1

I am trying to get the plot a simple curve in rpy2.

curve((x)) in R behaves as expected, but I cannot implement this in rpy2.

When I issue the following commands in sequence:

import rpy2.robjects as ro
R = ro.r
R.curve(R.x) 

I get the error that AttributeError: 'R' object has no attribute 'x'...

How do I access x as the vectorizing function within python? (I can issue ro.r('curve((x))') and it works as expected, but I need to be able to pass arguments from python to the curve function).

More generally, how do I plot a function curve in rpy2 ala this post: plotting function curve in R

EDIT 1

Some context:

I am trying to plot a curve of the inverse logit:

invlogit = function(x){ + exp(x)/(1 + exp(x)) }

of the linear function:

invlogit(coef(mod1)[1] + coef(mod1)[2]*x

Where coef(mod1) are the coefficients of a GLM I ran.

In R, I can do the following:

plot(outcome~survrate, data = d, ylab = "P(outcome = 1 |
survrate)", xlab = "SURVRATE: Probability of Survival after 5
Years", xaxp = c(0, 95, 19))

curve(invlogit(coef(mod1)[1] + coef(mod1)[2]*x), add = TRUE)

And I get the expected sigmoidal curve.

I python/rpy2, I get my model and coefficients:

formula = 'outcome~survrate'
mod1 = R.glm(formula=R(formula), data=r_analytical_set,   family=R('binomial(link="logit")'))
s = R.summary(mod1)
print(mod1)
print(R.summary(mod1))

Set up the plot

formula = Formula('outcome~survrate')
formula.getenvironment()['outcome'] = data.rx2('outcome')
formula.getenvironment()['survrate'] = data.rx2('survrate')
R.plot(formula, data=data, ylab = 'P(outcome =  1 | outcome)', xlab = 'SURVRATE: Probability of Survival after 5
Years", xaxp = c(0, 95, 19))

So far so good...

Then, I get my coefficients from the model:

a = R.coef(mod1)[0] 
b = R.coef(mod1)[1] 

And then try to run the curve function by passing in these arguments, all to no avail, trying such constructs as

R.curve(invlogit(a + b*R.x)) 

I've tried many others too besides this, all of which are embarrassingly weird.

First, the naive question: If term (x) in curve() is a special R designation for last environment expression, I assume I should be able to access this somehow through python/rpy2.

I understand that its representation in the curve function is a ListVector of 101 elements.
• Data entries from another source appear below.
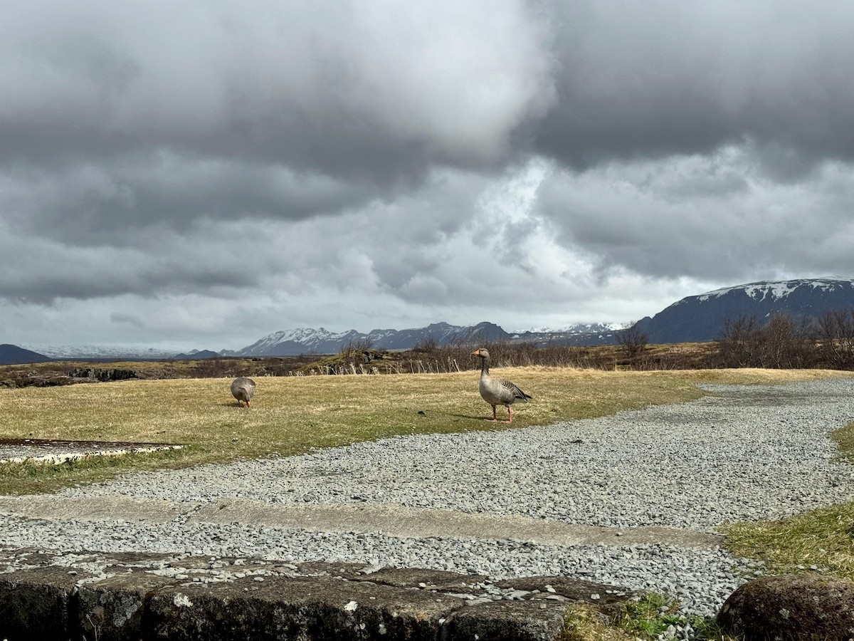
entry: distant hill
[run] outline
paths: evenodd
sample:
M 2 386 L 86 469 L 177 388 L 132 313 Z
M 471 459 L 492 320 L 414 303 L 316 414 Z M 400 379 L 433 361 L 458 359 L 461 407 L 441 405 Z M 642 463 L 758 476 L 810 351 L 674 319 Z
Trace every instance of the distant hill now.
M 10 344 L 0 345 L 0 365 L 22 365 L 28 362 L 50 362 L 50 356 Z
M 785 314 L 800 320 L 826 311 L 854 309 L 854 280 L 800 279 L 748 283 L 689 296 L 637 326 L 650 343 L 702 343 L 717 340 L 727 319 L 740 315 L 767 320 Z
M 366 334 L 355 330 L 333 332 L 324 327 L 275 332 L 251 345 L 229 352 L 239 356 L 295 356 L 301 354 L 337 354 L 348 345 L 370 344 L 385 350 L 411 350 L 425 340 L 443 345 L 460 340 L 468 342 L 510 340 L 512 335 L 494 323 L 478 323 L 462 327 L 448 323 L 433 323 L 417 329 L 375 329 Z
M 193 350 L 189 354 L 176 354 L 175 361 L 201 361 L 204 358 L 219 358 L 222 355 L 210 350 Z

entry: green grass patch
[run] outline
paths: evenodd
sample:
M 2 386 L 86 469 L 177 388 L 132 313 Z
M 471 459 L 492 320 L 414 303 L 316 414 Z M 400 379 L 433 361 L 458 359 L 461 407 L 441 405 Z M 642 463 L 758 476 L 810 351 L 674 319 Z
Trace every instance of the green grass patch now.
M 764 561 L 768 573 L 823 572 L 854 580 L 854 503 L 775 521 L 736 523 L 726 531 L 734 554 Z
M 831 438 L 841 461 L 854 462 L 854 422 Z M 822 572 L 854 580 L 854 503 L 810 510 L 776 521 L 737 523 L 726 528 L 727 547 L 765 562 L 769 573 Z
M 689 622 L 678 614 L 678 607 L 676 601 L 655 592 L 627 603 L 612 620 L 589 606 L 570 607 L 561 641 L 650 641 L 658 638 L 670 626 L 684 626 Z M 690 623 L 699 638 L 737 641 L 723 634 L 712 621 L 694 617 Z
M 0 466 L 0 493 L 49 491 L 135 470 L 290 456 L 398 435 L 508 429 L 602 416 L 698 398 L 705 392 L 697 382 L 775 383 L 840 375 L 816 370 L 603 372 L 544 367 L 496 368 L 494 373 L 534 397 L 514 406 L 512 426 L 484 420 L 492 412 L 477 391 L 475 371 L 260 377 L 249 409 L 237 407 L 229 391 L 231 378 L 3 388 L 0 438 L 189 447 L 168 455 L 73 462 L 59 469 L 37 466 L 26 473 L 4 464 Z

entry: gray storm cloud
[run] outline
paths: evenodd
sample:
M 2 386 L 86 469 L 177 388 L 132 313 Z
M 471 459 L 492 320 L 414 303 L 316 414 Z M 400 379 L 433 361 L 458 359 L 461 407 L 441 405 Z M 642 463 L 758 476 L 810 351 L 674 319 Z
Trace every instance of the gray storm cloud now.
M 840 0 L 6 9 L 0 300 L 21 318 L 628 320 L 633 288 L 851 271 Z

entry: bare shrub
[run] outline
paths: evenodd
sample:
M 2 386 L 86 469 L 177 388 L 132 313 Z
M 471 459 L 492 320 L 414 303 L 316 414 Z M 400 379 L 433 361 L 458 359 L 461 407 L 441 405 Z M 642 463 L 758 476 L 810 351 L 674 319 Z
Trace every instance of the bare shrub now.
M 798 323 L 783 314 L 765 325 L 756 316 L 727 319 L 717 346 L 715 361 L 724 368 L 803 369 L 815 367 L 818 357 L 810 320 Z
M 854 309 L 826 311 L 818 320 L 822 359 L 833 369 L 854 368 Z
M 637 323 L 629 323 L 616 333 L 617 342 L 623 348 L 628 358 L 636 358 L 646 349 L 649 334 L 638 326 Z

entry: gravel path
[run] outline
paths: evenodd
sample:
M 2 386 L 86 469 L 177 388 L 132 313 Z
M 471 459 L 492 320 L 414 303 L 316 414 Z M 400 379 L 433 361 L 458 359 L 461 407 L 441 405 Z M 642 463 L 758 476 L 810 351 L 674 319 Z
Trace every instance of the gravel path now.
M 834 461 L 828 438 L 854 420 L 854 380 L 708 389 L 714 396 L 696 402 L 600 419 L 401 437 L 302 456 L 162 471 L 63 496 L 202 504 L 224 498 L 278 505 L 382 503 L 704 532 L 730 521 L 776 519 L 854 500 L 854 467 Z M 495 579 L 564 574 L 667 592 L 686 614 L 704 616 L 717 614 L 735 587 L 761 573 L 721 550 L 308 532 L 198 523 L 186 515 L 109 527 L 8 517 L 0 545 L 351 561 Z

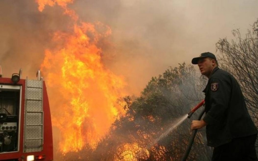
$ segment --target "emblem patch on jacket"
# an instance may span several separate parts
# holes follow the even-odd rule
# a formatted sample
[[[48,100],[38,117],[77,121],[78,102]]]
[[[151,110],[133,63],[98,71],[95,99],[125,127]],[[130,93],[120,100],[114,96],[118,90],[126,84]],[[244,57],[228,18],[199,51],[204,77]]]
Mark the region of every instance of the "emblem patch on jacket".
[[[213,83],[211,84],[211,89],[212,91],[216,91],[218,89],[218,83]]]

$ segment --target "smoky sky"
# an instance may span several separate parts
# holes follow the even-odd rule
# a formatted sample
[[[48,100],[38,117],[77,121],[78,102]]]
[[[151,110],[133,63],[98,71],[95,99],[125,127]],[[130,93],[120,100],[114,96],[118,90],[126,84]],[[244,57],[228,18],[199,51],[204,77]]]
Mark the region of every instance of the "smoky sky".
[[[216,53],[219,38],[243,35],[258,17],[258,1],[77,0],[69,5],[81,21],[99,21],[112,31],[100,44],[105,67],[123,76],[131,94],[138,94],[152,76],[203,52]],[[54,47],[57,31],[71,19],[60,7],[42,12],[32,0],[0,1],[0,64],[4,76],[21,68],[34,76],[44,51]],[[108,45],[107,45],[108,44]]]

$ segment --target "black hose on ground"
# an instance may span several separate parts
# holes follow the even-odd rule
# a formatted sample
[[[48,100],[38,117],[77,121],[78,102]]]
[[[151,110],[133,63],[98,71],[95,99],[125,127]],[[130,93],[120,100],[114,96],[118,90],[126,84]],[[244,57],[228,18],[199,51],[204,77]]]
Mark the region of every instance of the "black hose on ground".
[[[198,120],[201,120],[202,115],[203,115],[204,113],[204,109],[201,112],[200,115],[199,115],[199,117],[198,118]],[[196,134],[196,133],[197,132],[197,129],[194,129],[193,130],[192,132],[192,134],[190,136],[190,138],[189,140],[189,144],[188,144],[188,146],[186,148],[186,150],[184,156],[181,160],[181,161],[185,161],[186,160],[187,157],[190,153],[190,151],[191,150],[191,148],[192,148],[192,146],[193,145],[193,144],[194,143],[194,138],[195,137],[195,135]]]

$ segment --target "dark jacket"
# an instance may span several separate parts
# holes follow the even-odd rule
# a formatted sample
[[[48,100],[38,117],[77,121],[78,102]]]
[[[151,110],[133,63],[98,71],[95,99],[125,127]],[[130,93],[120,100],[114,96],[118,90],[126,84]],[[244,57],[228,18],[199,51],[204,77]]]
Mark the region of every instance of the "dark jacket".
[[[215,67],[203,92],[208,146],[216,147],[257,133],[239,85],[231,74]]]

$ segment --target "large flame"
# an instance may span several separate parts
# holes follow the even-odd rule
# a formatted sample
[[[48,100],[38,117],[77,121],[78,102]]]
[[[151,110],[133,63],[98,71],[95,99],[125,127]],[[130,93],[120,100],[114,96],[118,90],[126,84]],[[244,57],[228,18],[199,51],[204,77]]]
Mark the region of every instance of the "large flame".
[[[124,83],[104,66],[97,45],[111,30],[100,23],[78,22],[77,15],[67,8],[72,0],[37,2],[40,11],[46,5],[61,6],[74,22],[73,31],[56,33],[56,48],[46,50],[41,70],[48,88],[53,125],[62,135],[60,149],[64,154],[77,151],[86,144],[95,144],[124,113],[116,102]],[[106,30],[99,33],[96,25]]]

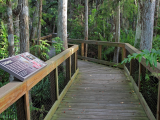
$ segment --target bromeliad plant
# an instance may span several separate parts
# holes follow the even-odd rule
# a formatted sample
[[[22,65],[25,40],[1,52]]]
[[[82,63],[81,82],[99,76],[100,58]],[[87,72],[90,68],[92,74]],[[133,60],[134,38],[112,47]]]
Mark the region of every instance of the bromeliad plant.
[[[129,63],[132,59],[138,59],[141,62],[142,57],[146,58],[146,65],[150,65],[154,69],[154,66],[157,67],[157,59],[160,58],[160,50],[151,49],[150,52],[145,49],[139,54],[133,53],[133,55],[128,55],[121,64]]]
[[[54,46],[56,54],[59,54],[62,50],[64,50],[63,41],[61,41],[59,37],[54,38],[54,41],[55,43],[52,43],[52,46]]]
[[[43,60],[48,60],[49,56],[47,52],[49,52],[49,47],[50,45],[47,43],[47,40],[39,40],[40,45],[34,45],[30,48],[30,51],[33,55],[43,59]],[[40,54],[38,54],[40,52]]]

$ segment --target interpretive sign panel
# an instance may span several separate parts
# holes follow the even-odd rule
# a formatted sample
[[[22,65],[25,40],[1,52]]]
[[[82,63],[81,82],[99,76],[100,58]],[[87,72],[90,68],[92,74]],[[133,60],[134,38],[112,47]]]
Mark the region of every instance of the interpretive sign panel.
[[[32,54],[25,52],[0,60],[0,68],[24,81],[47,64]]]

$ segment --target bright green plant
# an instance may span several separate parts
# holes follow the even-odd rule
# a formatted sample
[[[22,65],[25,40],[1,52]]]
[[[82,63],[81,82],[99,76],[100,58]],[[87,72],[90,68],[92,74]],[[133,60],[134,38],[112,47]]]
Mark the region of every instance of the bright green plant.
[[[64,50],[63,41],[61,41],[59,37],[56,37],[53,40],[55,41],[55,43],[52,43],[52,46],[54,46],[56,54],[61,53],[61,51]]]
[[[50,45],[47,43],[48,42],[47,40],[39,40],[39,41],[41,42],[41,44],[31,46],[30,52],[35,56],[46,61],[49,59],[49,56],[47,53],[49,52]]]

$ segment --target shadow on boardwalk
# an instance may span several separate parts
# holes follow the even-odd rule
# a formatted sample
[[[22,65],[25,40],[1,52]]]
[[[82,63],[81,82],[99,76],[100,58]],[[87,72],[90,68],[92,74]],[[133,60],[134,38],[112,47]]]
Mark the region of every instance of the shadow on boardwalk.
[[[81,60],[78,67],[52,120],[148,120],[123,70]]]

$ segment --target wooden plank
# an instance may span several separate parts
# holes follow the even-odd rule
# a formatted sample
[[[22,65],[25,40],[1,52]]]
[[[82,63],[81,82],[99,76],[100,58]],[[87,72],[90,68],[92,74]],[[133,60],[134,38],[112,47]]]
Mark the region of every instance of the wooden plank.
[[[84,56],[84,43],[81,43],[81,56]]]
[[[71,79],[71,57],[66,60],[66,69],[66,78],[69,81]]]
[[[135,89],[135,92],[136,92],[136,94],[137,94],[137,96],[138,96],[138,98],[139,98],[139,100],[140,100],[140,102],[141,102],[141,104],[142,104],[142,106],[143,106],[143,108],[144,108],[144,110],[145,110],[148,118],[150,120],[156,120],[155,117],[154,117],[154,115],[153,115],[153,113],[152,113],[152,111],[150,110],[149,106],[147,105],[147,103],[146,103],[143,95],[139,92],[139,89],[138,89],[135,81],[133,80],[133,78],[131,76],[128,76],[128,77],[129,77],[129,79],[132,82],[132,85],[133,85],[133,87]]]
[[[101,63],[101,64],[105,64],[105,65],[109,65],[109,66],[115,66],[119,67],[119,68],[123,68],[123,65],[119,65],[113,62],[108,62],[108,61],[104,61],[104,60],[98,60],[98,59],[94,59],[94,58],[89,58],[89,57],[82,57],[82,56],[78,56],[79,59],[85,59],[88,61],[92,61],[92,62],[96,62],[96,63]]]
[[[72,85],[73,81],[75,80],[78,72],[79,72],[79,69],[76,70],[75,74],[72,76],[71,80],[68,82],[68,84],[66,85],[66,87],[64,88],[64,90],[62,91],[62,93],[60,94],[59,99],[52,106],[52,108],[50,109],[50,111],[48,112],[48,114],[46,115],[46,117],[44,118],[44,120],[50,120],[52,118],[52,115],[57,110],[57,108],[58,108],[59,104],[61,103],[63,97],[65,96],[65,94],[67,93],[68,89],[70,88],[70,86]]]
[[[98,45],[98,59],[102,59],[102,45]]]
[[[0,113],[26,93],[26,82],[13,81],[0,88]]]
[[[89,65],[87,66],[87,64]],[[108,66],[79,60],[80,71],[83,71],[86,66],[85,69],[87,70],[92,65],[96,69],[101,68],[103,70],[106,68],[108,71],[111,69]],[[122,73],[119,75],[120,77],[124,76]],[[112,79],[115,76],[119,77],[119,75],[92,73],[92,69],[88,70],[87,73],[80,72],[52,119],[62,120],[65,118],[71,120],[76,119],[77,116],[79,118],[83,116],[82,120],[112,119],[115,116],[122,120],[127,119],[127,116],[128,119],[148,119],[131,86],[131,81],[127,80],[126,77],[121,80]]]
[[[133,53],[141,53],[141,51],[139,51],[138,49],[136,49],[135,47],[131,46],[130,44],[128,43],[125,43],[125,48],[129,51],[129,53],[133,54]],[[137,59],[138,60],[138,59]],[[154,67],[154,69],[152,67],[150,67],[149,65],[147,66],[146,65],[146,59],[143,57],[142,60],[141,60],[141,64],[143,66],[145,66],[150,72],[152,73],[160,73],[160,63],[157,62],[157,67]],[[159,77],[160,79],[160,77]]]
[[[56,75],[56,96],[57,96],[57,100],[58,100],[59,99],[58,67],[55,70],[55,75]]]
[[[26,120],[30,120],[30,105],[29,105],[29,91],[26,92],[24,95],[24,108],[25,108],[25,115],[26,115]]]
[[[125,47],[122,48],[122,60],[124,60],[124,58],[126,58],[126,48]]]

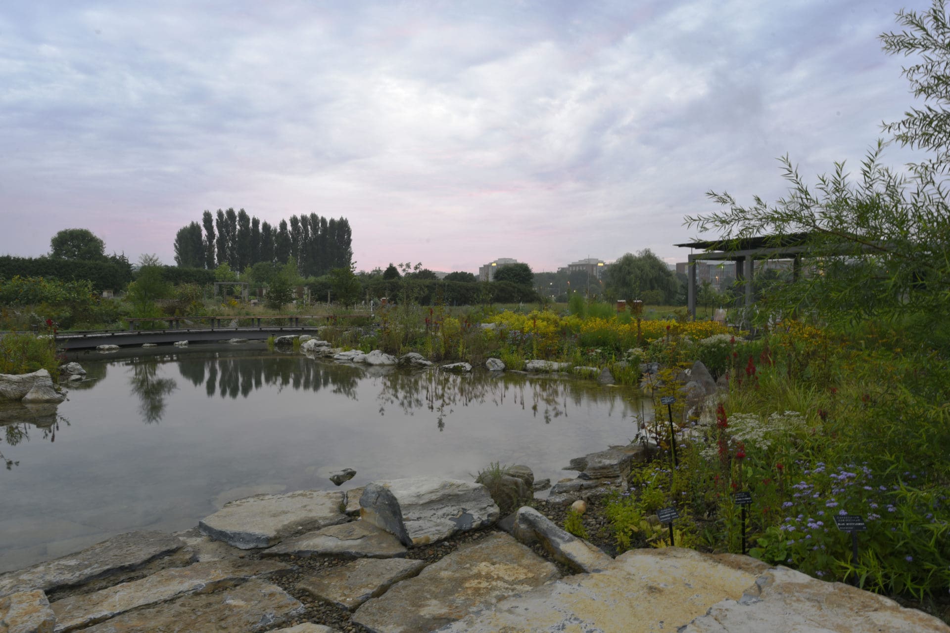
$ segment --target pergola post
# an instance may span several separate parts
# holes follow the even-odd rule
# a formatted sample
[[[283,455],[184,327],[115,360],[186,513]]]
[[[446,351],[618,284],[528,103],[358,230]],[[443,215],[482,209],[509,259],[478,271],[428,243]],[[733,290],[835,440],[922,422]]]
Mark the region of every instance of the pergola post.
[[[693,320],[696,320],[696,260],[694,255],[690,255],[686,265],[686,305],[689,307],[690,315]]]
[[[746,258],[738,256],[735,258],[735,283],[738,284],[746,279]],[[739,300],[735,300],[736,307],[739,307]]]
[[[746,307],[749,307],[755,298],[755,288],[752,285],[755,277],[755,260],[748,257],[746,261],[749,262],[749,270],[746,271]]]

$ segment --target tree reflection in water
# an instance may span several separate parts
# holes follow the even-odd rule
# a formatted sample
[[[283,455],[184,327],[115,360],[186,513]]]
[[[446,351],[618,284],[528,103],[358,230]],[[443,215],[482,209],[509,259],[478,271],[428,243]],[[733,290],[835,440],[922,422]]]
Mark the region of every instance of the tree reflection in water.
[[[147,358],[133,361],[132,377],[129,384],[132,393],[142,403],[139,413],[146,424],[162,420],[165,410],[165,396],[178,389],[178,383],[170,378],[159,378],[159,359]]]
[[[23,404],[21,402],[4,402],[0,404],[0,428],[3,429],[3,439],[10,446],[29,441],[30,433],[39,429],[40,438],[56,441],[56,432],[60,423],[69,426],[69,420],[56,412],[57,404]],[[20,464],[19,460],[7,457],[0,451],[0,461],[7,470]]]
[[[586,401],[606,401],[608,415],[618,413],[622,418],[638,417],[633,400],[623,398],[618,390],[601,387],[588,381],[560,377],[527,377],[507,373],[504,376],[488,374],[453,374],[438,370],[407,373],[393,371],[382,378],[383,390],[378,396],[379,414],[386,415],[386,407],[398,406],[408,416],[417,409],[427,409],[435,414],[436,427],[446,428],[446,419],[455,407],[472,403],[490,402],[503,406],[510,399],[516,406],[530,406],[534,416],[541,415],[545,424],[555,418],[568,417],[569,405],[580,407]]]
[[[218,393],[232,399],[247,398],[263,385],[276,385],[295,391],[330,388],[334,394],[356,400],[356,384],[363,375],[359,367],[260,352],[228,354],[224,358],[182,358],[179,371],[196,386],[203,383],[209,398]]]

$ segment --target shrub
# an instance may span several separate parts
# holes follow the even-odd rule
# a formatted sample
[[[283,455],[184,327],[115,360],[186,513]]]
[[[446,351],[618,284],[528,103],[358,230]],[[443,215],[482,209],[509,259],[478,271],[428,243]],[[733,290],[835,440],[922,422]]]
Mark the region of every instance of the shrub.
[[[59,377],[56,342],[52,337],[5,334],[0,339],[0,374],[28,374],[46,369]]]
[[[564,519],[564,530],[578,538],[590,538],[587,534],[587,528],[580,518],[580,512],[568,509],[567,518]]]

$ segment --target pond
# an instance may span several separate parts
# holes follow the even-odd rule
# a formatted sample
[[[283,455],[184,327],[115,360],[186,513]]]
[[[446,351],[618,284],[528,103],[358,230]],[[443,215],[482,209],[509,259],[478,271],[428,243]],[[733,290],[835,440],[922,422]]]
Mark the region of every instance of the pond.
[[[174,349],[174,351],[170,351]],[[131,530],[174,531],[260,493],[378,478],[470,479],[499,461],[538,479],[634,438],[635,390],[515,372],[360,367],[243,345],[74,354],[56,408],[0,409],[0,571]]]

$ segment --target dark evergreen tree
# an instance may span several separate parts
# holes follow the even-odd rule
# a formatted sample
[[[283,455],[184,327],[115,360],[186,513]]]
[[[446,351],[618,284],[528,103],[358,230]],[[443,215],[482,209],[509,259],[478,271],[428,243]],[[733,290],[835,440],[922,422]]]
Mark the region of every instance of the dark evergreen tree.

I do not follow what it means though that it "is a special R designation for last environment expression." Could someone please elaborate? If this is an object in R, should I not be able to access it through the at least the low-level interface?

Or, do I actually have to create x as a python function to represent my x, y tuples as two lists and then convert them to a ListVector for use in the function to plot its curve.

Second: Should I not be able to construct my function, invlogit(a + b*x) in python and pass it for evaluation in R's curve function?

I am grabbing invlogit from an R file by reading it in using the STAP library: from rpy2.robjects.packages import STAP.

Third: Am I over complicating things? My goal is to recreate an analysis I had previously done in R using python/rpy2 to work through all the idiosyncrasies, before I try doing a new one in python/rpy2.

Community
  • 1
  • 1
horcle_buzz
  • 2,101
  • 3
  • 30
  • 59

1 Answers1

2

Simply pass in an actual function, call, or expression like sin as x is not assigned in Python. Below uses the example from the R documentation for curve: curve(sin, -2*pi, 2*pi). Also, because you output a graph use grDevices (built-in R package) to save image to file:

import rpy2.robjects as ro
from rpy2.robjects.packages import importr

grdevices = importr('grDevices')

grdevices.png(file="Rpy2Curve.png", width=512, height=512)
p = ro.r('curve(sin, -2*pi, 2*pi)')    
grdevices.dev_off()

RPy2 curve plot image 1

Alternatively, you can define (x) just as your link shows:

grdevices.png(file="Rpy2Curve.png", width=512, height=512)
ro.r('''eq <- function(x) {x*x}''')
p = ro.r('curve(eq,1,1000)')            # OUTPUTS TO FILE
grdevices.dev_off()

p = ro.r('curve(eq,1,1000)')            # OUTPUTS TO SCREEN 

RPy2 curve plot image 2


UPDATE

Specifically to the OP's issue, to plot the inverse logit curve with the Python variables, a and b, derived from model coefficients, consider concatenating them to the robjects.r() string parameter:

import rpy2.robjects as ro
ro.r('invlogit <- function(x){ + exp(x)/(1 + exp(x)) }')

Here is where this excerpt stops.